Nonostante diversi pareri giuridici, oggi la Commissione dell’economia e dei tributi del Consiglio nazionale (CET-N) non ha dato prova di lungimiranza. Intende, come ha già fatto il Consiglio degli Stati, vanificare i salari minimi cantonali. La maggioranza borghese impedisce così ai Cantoni e ai Comuni che prevedono salari minimi di combattere la povertà nei rami a basso salario, un compito affidato loro dalla Costituzione. A farne le spese sarebbero le lavoratrici e i lavoratori, spesso donne, dei rami a basso salario quali l’industria alberghiera e della ristorazione, il commercio al dettaglio, i saloni di parrucchiere e le imprese di pulizia.

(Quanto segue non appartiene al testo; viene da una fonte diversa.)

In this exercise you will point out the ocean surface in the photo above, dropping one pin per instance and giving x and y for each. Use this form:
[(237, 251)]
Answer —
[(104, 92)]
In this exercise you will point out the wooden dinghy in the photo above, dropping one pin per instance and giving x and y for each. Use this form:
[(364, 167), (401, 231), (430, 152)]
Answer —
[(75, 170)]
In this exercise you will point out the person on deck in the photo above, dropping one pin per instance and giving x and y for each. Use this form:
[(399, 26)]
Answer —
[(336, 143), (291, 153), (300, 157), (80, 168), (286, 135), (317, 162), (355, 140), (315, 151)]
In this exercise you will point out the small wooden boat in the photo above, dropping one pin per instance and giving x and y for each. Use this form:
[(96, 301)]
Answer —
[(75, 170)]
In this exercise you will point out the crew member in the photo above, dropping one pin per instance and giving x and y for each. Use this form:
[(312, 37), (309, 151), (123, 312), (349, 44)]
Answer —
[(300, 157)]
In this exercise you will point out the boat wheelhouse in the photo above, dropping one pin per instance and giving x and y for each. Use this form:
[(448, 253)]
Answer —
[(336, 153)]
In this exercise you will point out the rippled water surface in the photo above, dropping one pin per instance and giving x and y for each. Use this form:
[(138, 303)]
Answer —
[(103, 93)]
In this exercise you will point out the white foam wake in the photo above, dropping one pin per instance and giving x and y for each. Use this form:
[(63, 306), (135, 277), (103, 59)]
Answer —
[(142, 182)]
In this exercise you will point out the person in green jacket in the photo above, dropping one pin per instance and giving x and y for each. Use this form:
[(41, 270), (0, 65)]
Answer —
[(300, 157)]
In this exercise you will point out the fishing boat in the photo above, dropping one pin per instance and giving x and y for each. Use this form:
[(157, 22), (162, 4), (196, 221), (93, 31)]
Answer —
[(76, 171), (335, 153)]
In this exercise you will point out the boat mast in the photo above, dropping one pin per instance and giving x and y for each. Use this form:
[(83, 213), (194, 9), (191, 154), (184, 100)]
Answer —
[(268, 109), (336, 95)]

Secondo la proposta in oggetto, gli adeguamenti al rincaro decisi per i salari minimi esistenti non varrebbero più per tutte le lavoratrici e tutti i lavoratori che percepiscono un salario basso. Di conseguenza, le persone interessate subirebbero una costante perdita di potere d’acquisto.
Nei Cantoni e nei Comuni che in futuro introdurranno nuovi salari minimi, queste retribuzioni si applicherebbero solo a una parte delle lavoratrici e dei lavoratori a basso reddito, vanificando così in modo drastico i salari minimi. Si tratta pertanto di una decisione arbitraria, che disattende l’obiettivo dei salari minimi legali, ovvero garantire salari sufficienti per vivere a tutte le lavoratrici e tutti i lavoratori. Una parte della popolazione lavoratrice continuerebbe a essere costretta a ricorrere all’aiuto sociale, pagato dalla collettività, mentre i datori di lavoro pagherebbero salari più bassi e realizzerebbero profitti più elevati.
Questa decisione viola chiaramente la Costituzione e il federalismo, benché l’Amministrazione federale, i Cantoni e vari pareri abbiano chiaramente identificato e criticato questa violazione costituzionale. L’ingerenza della Confederazione nelle competenze cantonali in materia di emanazione di salari minimi sociali è inaccettabile.
Nella sessione di giugno, il Parlamento federale ha l’ultima occasione di affossare questa revisione mal concepita. In caso contrario, il sindacato Unia combatterà con ogni mezzo lo smantellamento dei salari minimi sociali e la prevista violazione della Costituzione.